Moore, who has been general manager since 2006, will continue to have final say on trades and other roster moves, but Picollo will have a greater voice in the room when it comes to putting together the team.
"I'm not a micromanager. We're going to allow people to do their jobs," Moore said. "It's very collaborative, as it always has been, and I think the uniqueness of this relationship is we've all worked together for so long."
The 54-year-old Moore and the 51-year-old Picollo have worked together for 15 years in Kansas City. Before that, the pair spent time in the Atlanta Braves organization during their heyday in the 1990s.
"I would be foolish as a first-time general manager not to lean on someone who has sat in that seat," Picollo said. "We're fortunate how we're set up in the front office. That collaboration has always taken place."

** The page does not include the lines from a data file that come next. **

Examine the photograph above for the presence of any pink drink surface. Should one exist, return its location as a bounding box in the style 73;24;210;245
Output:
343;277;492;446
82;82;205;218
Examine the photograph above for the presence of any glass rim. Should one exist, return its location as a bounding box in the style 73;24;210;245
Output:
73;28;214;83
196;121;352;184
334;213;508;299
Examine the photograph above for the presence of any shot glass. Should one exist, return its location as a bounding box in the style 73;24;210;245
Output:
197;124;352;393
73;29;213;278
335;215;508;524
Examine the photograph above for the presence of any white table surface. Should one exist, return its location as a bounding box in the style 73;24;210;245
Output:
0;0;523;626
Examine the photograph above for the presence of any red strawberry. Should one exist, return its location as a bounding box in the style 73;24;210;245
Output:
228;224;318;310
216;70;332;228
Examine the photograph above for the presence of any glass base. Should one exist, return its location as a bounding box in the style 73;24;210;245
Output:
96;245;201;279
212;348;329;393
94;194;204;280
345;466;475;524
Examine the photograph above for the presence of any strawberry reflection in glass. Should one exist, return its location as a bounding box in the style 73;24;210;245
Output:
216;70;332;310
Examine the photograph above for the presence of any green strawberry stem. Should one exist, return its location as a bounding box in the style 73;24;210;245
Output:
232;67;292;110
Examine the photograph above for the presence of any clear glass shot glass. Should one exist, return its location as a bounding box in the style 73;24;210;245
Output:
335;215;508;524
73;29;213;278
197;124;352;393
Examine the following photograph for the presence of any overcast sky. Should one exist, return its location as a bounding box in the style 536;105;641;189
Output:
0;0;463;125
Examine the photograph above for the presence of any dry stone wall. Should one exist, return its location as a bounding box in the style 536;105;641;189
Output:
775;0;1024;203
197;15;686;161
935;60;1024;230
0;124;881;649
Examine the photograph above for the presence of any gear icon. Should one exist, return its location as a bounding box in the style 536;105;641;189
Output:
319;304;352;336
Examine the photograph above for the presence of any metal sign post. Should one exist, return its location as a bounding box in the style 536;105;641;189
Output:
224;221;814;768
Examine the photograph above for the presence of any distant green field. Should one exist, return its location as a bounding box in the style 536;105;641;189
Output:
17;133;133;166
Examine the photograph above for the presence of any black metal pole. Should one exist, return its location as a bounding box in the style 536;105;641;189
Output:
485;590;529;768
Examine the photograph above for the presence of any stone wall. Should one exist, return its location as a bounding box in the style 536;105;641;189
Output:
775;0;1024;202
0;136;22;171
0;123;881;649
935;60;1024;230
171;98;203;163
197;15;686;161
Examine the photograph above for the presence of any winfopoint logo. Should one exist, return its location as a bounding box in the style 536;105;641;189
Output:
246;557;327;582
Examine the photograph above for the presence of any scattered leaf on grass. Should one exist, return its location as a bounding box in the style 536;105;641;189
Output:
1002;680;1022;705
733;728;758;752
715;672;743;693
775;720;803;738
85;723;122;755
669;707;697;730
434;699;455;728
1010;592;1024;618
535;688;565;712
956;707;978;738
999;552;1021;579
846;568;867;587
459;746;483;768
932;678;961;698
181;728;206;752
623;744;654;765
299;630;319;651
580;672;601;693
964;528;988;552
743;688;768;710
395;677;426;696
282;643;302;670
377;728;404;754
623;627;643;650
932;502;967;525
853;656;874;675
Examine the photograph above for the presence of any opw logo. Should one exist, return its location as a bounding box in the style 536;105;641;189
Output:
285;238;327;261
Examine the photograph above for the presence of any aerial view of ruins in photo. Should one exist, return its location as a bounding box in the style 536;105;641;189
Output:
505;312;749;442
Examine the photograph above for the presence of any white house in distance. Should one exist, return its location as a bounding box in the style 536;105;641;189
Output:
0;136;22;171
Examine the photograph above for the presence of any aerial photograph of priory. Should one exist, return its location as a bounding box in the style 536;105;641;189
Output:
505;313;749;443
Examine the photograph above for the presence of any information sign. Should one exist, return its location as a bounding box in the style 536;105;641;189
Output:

Moore presided over one of the most remarkable turnarounds in baseball history, leading the long-suffering Royals from a team that regularly lost 100 games upon his 2006 arrival to one that reached consecutive World Series. And in 2015, they beat the New York Mets in five games for their first championship in 30 years.
The Royals have been on another major rebuilding effort, but there have been signs that another breakthrough is on the horizon as a wave of talented young pitchers continues to help Kansas City win games down the stretch this season.
The organizational structure is similar to those embraced by about half of big league teams, and has become necessary in part due to the changing business of baseball. The Royals had just 85 employees when Moore arrived, but they now have 266 on the payroll, including such new departments as performance science and behavior science.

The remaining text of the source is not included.